Same for intels cpu being able to be clocked at 4.4GHz
Here’s something to educate yourself
are you really Stup** ? intel only with for Ghz but for cores/thread+lifespan+price+features AMD always win


Edit: are you rich kid ? if yes then you can buy that useless pc
You two are adorable. The ancient discussion of Red vs Blue. Red already lost in the Red vs Green war this year. To argue on whether AMD or Intel is better is childish. If you want to determine who is better you can't ignore what depends on that answer. Don't take any offense in this, as you'd be considered a fragile snowflake by many. Outside of benchmarking, we're talking about product availability (CPU), price to performance, motherboard availability, what hardware each processor is paired with, and the BIOS version on each motherboard. For example, Ryzen performance is influenced by RAM. Specifically how much MHZ the module(s) carry. Ryzen technology has improved single core performance on AMD chips but greatly improved it for multi-thread/core performance (I'm aware of the difference). Ryzen currently exceeds Intel in a lot of multi-core dependent applications. In other words: Ryzen is preferred for applications that are better optimized for multi-core performance. Intel is still a competitor in this though. In terms of price to performance for high-end processors (above average cores/threads), Ryzen beats Intel.

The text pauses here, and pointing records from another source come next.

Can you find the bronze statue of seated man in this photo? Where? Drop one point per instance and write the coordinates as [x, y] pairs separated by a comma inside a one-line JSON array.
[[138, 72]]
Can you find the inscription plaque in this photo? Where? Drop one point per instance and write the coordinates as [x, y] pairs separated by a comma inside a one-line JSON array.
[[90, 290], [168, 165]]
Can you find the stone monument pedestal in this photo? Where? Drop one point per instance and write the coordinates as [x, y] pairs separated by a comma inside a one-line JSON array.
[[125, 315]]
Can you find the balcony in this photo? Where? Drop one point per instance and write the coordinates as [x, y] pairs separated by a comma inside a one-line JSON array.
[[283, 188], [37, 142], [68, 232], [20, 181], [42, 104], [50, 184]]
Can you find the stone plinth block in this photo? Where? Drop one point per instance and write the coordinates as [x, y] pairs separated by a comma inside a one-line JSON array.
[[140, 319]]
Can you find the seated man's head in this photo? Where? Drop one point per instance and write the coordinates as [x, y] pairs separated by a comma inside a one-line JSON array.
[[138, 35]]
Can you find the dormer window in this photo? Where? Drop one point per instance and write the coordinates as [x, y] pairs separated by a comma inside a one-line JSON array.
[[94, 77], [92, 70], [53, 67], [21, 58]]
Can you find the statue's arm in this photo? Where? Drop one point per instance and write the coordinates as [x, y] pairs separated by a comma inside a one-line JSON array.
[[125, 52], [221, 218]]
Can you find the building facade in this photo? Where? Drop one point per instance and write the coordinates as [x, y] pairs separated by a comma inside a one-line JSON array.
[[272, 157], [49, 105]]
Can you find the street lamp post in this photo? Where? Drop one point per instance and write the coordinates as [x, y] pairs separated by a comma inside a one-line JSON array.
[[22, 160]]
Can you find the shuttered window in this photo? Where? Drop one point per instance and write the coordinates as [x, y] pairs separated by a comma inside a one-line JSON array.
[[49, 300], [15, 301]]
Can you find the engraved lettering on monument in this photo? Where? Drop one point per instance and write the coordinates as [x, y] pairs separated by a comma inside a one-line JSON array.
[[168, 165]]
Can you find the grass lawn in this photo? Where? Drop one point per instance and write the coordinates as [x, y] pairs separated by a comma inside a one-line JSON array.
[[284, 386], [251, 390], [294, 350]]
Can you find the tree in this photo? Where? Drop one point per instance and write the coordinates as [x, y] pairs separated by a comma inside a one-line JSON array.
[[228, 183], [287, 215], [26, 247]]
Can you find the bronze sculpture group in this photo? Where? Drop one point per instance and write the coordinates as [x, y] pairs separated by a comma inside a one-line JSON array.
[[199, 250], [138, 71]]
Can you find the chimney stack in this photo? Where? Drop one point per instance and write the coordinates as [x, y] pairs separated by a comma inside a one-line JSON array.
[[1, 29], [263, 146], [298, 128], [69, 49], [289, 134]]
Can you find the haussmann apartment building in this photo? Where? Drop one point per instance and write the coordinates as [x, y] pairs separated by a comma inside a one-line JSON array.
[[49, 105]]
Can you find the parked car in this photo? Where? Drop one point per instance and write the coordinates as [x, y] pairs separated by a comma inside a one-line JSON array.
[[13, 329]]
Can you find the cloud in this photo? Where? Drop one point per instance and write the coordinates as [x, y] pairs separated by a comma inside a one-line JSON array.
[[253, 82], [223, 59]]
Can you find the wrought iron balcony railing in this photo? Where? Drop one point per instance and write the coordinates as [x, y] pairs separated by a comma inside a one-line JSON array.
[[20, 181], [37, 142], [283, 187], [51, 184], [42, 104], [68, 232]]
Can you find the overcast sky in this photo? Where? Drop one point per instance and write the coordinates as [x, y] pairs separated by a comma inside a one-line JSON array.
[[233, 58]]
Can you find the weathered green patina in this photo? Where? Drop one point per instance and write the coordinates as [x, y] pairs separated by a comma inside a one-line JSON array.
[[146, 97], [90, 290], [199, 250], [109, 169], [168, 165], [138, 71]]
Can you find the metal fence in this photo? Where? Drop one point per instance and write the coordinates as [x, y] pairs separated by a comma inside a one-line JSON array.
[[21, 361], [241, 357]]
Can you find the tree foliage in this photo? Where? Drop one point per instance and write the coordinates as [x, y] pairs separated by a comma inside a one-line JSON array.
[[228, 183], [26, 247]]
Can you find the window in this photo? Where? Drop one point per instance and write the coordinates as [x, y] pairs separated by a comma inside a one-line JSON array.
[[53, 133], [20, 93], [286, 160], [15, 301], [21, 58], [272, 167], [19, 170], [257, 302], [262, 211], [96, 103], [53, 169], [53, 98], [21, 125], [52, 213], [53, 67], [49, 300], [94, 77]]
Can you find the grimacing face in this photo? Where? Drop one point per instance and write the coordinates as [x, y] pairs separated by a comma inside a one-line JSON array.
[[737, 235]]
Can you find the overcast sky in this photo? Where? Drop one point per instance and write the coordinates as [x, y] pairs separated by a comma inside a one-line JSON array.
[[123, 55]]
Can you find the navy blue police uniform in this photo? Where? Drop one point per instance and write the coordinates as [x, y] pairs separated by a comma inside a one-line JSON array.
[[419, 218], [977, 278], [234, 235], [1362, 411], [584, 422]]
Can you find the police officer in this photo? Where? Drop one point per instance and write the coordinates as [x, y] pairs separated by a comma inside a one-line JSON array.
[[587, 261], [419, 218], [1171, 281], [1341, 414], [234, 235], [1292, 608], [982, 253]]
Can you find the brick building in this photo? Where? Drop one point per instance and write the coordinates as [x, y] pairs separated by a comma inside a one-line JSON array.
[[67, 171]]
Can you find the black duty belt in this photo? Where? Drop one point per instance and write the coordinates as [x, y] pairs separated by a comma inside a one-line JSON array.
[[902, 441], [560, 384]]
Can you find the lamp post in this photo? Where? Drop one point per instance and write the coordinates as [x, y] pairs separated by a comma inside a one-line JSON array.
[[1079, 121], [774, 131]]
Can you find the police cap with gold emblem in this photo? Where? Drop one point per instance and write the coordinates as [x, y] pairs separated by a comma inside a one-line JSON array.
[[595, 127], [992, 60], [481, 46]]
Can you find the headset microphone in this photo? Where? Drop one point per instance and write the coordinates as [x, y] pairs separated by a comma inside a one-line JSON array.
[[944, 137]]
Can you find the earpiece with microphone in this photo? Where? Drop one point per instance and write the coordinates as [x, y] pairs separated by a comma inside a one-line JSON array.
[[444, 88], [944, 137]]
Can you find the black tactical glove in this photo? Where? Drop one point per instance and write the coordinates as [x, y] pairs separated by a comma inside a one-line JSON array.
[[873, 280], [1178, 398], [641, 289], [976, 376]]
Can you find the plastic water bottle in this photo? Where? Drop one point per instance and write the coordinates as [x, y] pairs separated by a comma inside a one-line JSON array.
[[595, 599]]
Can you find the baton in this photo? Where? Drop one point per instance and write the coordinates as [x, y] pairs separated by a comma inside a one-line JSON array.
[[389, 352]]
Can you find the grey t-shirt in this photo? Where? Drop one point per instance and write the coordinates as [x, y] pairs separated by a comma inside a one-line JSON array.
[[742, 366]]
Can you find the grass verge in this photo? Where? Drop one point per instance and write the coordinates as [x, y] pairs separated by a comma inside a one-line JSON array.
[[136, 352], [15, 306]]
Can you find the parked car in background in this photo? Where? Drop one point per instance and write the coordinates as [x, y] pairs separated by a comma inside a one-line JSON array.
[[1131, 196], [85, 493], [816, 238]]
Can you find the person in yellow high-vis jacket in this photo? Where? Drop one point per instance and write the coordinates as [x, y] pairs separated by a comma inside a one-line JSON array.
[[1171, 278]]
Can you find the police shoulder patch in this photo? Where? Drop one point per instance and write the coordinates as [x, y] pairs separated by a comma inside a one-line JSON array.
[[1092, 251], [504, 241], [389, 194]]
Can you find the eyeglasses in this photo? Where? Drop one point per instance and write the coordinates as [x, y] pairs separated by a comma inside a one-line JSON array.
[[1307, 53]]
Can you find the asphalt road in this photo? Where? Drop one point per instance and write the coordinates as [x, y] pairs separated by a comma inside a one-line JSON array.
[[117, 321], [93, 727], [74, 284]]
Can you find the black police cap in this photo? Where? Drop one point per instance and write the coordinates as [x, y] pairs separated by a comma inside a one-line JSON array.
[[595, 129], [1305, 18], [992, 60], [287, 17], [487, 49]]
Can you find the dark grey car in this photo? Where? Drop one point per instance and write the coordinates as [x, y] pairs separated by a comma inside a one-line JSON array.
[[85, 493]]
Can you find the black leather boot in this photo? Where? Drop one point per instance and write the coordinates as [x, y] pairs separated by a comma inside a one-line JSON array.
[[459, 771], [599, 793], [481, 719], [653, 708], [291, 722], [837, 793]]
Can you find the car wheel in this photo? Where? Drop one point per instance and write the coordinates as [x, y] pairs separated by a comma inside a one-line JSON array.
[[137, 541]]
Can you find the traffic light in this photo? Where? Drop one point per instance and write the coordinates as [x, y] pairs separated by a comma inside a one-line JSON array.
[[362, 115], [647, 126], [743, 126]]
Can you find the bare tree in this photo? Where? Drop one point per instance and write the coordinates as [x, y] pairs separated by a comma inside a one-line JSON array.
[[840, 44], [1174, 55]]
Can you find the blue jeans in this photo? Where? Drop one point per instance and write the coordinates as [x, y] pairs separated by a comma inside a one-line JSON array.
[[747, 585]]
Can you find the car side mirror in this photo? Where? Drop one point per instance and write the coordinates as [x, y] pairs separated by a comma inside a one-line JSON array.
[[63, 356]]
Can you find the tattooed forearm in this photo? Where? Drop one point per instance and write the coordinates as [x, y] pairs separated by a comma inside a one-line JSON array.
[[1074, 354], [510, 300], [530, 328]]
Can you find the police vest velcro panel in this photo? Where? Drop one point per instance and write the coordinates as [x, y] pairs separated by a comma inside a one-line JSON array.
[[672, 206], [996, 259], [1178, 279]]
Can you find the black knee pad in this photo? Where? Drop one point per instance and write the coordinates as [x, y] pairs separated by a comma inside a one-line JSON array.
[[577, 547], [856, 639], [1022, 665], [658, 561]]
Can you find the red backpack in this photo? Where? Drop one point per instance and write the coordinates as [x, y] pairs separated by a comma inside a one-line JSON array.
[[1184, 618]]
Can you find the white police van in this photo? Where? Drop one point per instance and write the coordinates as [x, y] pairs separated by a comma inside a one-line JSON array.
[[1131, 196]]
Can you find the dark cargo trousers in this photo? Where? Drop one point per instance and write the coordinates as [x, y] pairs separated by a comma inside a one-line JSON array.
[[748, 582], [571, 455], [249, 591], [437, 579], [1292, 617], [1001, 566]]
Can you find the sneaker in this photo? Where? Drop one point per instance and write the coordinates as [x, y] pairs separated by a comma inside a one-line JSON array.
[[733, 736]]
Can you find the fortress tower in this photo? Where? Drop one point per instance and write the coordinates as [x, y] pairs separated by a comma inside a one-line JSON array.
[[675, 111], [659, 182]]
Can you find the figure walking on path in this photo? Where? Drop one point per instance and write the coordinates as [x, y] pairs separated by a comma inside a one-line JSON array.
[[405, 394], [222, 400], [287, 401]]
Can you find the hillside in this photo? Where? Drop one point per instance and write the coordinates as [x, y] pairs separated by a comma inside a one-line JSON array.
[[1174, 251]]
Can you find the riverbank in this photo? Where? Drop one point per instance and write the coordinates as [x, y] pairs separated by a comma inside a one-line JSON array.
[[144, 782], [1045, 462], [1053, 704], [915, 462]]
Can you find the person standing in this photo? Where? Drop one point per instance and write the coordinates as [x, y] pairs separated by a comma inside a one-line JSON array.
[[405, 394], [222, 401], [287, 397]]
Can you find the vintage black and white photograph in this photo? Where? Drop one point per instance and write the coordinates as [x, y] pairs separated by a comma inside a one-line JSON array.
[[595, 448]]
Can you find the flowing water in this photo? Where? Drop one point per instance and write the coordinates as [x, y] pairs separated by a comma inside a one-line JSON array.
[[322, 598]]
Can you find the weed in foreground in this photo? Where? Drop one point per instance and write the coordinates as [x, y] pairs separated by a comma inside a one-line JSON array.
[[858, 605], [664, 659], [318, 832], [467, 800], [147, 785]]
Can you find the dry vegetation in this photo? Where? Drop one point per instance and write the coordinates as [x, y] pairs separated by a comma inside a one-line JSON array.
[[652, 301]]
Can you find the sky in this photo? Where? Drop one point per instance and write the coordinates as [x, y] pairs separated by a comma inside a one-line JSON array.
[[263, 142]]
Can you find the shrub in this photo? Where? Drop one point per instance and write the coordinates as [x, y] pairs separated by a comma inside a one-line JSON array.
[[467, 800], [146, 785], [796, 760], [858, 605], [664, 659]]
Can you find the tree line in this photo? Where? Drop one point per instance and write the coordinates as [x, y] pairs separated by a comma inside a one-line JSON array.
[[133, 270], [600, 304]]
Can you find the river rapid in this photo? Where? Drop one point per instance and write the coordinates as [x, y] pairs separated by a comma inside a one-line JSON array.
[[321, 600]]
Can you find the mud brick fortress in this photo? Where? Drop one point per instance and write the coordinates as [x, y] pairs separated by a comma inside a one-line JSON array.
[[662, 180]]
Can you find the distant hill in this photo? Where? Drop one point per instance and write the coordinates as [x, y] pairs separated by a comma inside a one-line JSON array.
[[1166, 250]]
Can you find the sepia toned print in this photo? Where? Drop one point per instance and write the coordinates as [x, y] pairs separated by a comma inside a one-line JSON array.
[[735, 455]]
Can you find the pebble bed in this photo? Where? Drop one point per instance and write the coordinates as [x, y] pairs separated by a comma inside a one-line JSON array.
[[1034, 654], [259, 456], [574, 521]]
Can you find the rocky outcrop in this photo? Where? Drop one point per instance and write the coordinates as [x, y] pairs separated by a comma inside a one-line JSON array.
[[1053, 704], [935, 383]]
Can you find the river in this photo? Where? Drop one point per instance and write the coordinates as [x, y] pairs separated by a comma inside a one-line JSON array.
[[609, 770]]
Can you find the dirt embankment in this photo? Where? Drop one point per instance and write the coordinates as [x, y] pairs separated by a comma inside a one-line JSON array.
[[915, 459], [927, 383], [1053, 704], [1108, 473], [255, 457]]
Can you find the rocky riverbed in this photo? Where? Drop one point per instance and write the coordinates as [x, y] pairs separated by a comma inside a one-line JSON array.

For those unbiased enough to accept this, Intel has been falling behind lately. Z370 motherboards are an absolute joke with only half of the motherboards released. Their obvious marketing solution to push you in the direction of purchasing new motherboards is outrageous. That is if you want to purchase the new processor. Or rebranding their Xeon series to the i9. However, their single core performance still beats AMD to this day. And is typically favored for their power management and temperature. Don't reply to this with the ''blah blah blah cpu cooler blah blah blah'' nonsense. Official benchmarks show Intel clearly beating AMD in a lot of games. Using equal hardware that is of course.

What a lot of people do wrong is look at every benchmark video and determine which one to buy based on that alone. If (hypothetically speaking) an i7-7700K scores 109FPS in Overatch , and the Ryzen 1700X scored 112 FPS, you really shouldn't care too much about which to buy if the price is about equal. Because you're not gonna see a huge difference.

To conclude: Stop debating about which is better than the other. They're both great companies who make fantastic processors for different focus groups.